Using Drive API / DriveApp to convert from PDFs to Google Documents

The Task

I have 117 PDF files (average size ~238 KB) uploaded to Google Drive. I want to convert them all to Google Docs and keep them in a different Drive folder.

The Problem

I attempted to convert the files using Drive.Files.insert. However, under most circumstances, only 5 files could be converted this way before the function expires prematurely with this error

Limit Exceeded: DriveApp. (line #, file "Code")

where the line referenced above is when the insert function is called. After calling this function for the first time, subsequent calls typically failed immediately with no additional google doc created.

Approach

I used 3 main ways to achieve my goal. One was using the Drive.Files.insert, as mentioned above. The other two involved using Drive.Files.copy and sending a batch of HTTP requests. These last two methods were suggested by Tanaike, and I recommend reading his answer below for more information. The insert and copy functions are from Google Drive REST v2 API, while batching multiple HTTP requests is from Drive REST v3.

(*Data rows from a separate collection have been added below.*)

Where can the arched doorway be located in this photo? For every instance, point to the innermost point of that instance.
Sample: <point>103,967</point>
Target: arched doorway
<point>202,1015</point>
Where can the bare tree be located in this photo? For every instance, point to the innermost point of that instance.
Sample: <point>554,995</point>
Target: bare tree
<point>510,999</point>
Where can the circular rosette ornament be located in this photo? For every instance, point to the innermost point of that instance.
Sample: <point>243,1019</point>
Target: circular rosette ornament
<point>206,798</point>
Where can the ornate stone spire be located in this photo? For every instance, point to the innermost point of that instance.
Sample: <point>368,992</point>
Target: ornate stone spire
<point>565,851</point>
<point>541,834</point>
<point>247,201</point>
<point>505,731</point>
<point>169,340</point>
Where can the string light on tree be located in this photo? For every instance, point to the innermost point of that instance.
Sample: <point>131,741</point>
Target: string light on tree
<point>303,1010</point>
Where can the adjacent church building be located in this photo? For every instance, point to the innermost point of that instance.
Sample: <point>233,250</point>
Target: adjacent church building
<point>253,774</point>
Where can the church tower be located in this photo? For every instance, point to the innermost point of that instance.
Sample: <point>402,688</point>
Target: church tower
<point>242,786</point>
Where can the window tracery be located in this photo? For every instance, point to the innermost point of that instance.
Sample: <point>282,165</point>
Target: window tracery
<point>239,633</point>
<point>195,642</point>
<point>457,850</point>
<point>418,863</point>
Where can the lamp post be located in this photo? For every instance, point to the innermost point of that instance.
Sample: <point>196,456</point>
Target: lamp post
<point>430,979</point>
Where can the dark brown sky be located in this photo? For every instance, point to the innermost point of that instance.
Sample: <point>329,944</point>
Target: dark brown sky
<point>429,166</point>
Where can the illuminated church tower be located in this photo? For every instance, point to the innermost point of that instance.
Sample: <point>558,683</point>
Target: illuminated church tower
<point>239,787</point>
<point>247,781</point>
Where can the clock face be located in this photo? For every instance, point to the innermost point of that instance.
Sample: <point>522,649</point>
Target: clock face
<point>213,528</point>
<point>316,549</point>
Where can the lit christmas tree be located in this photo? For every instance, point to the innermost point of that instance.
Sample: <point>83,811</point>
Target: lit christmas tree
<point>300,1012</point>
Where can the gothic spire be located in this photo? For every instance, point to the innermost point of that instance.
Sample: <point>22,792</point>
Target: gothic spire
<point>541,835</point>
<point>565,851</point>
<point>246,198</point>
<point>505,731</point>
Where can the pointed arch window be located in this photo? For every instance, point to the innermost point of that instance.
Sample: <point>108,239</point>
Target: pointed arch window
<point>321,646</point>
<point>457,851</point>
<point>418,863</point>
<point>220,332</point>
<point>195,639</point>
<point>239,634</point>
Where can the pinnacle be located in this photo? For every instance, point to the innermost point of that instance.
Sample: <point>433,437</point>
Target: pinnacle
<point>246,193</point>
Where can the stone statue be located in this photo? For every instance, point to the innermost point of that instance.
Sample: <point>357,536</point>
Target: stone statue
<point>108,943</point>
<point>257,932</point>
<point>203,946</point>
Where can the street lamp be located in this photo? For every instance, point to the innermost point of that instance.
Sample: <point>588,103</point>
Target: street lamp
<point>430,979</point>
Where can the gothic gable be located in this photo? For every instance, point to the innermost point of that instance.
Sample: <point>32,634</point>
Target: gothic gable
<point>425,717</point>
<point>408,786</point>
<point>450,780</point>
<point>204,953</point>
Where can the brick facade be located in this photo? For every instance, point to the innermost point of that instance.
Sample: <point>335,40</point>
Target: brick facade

With Drive.Files.insert, I experienced issues dealing with execution limitations (explained in the Problem section above). One solution was to run the functions multiple times. And for that, I needed a way to keep track of which files were converted. I had two options for this: using a spreadsheet and a continuation token. Therefore, I had 4 different methods to test: the two mentioned in this paragraph, batching HTTP requests, and calling Drive.Files.copy.

Because team drives behave differently from regular drives, I felt it necessary to try each of those methods twice, one in which the folder containing the PDFs is a regular non-Team Drive folder and one in which that folder is under a Team Drive. In total, this means I had 8 different methods to test.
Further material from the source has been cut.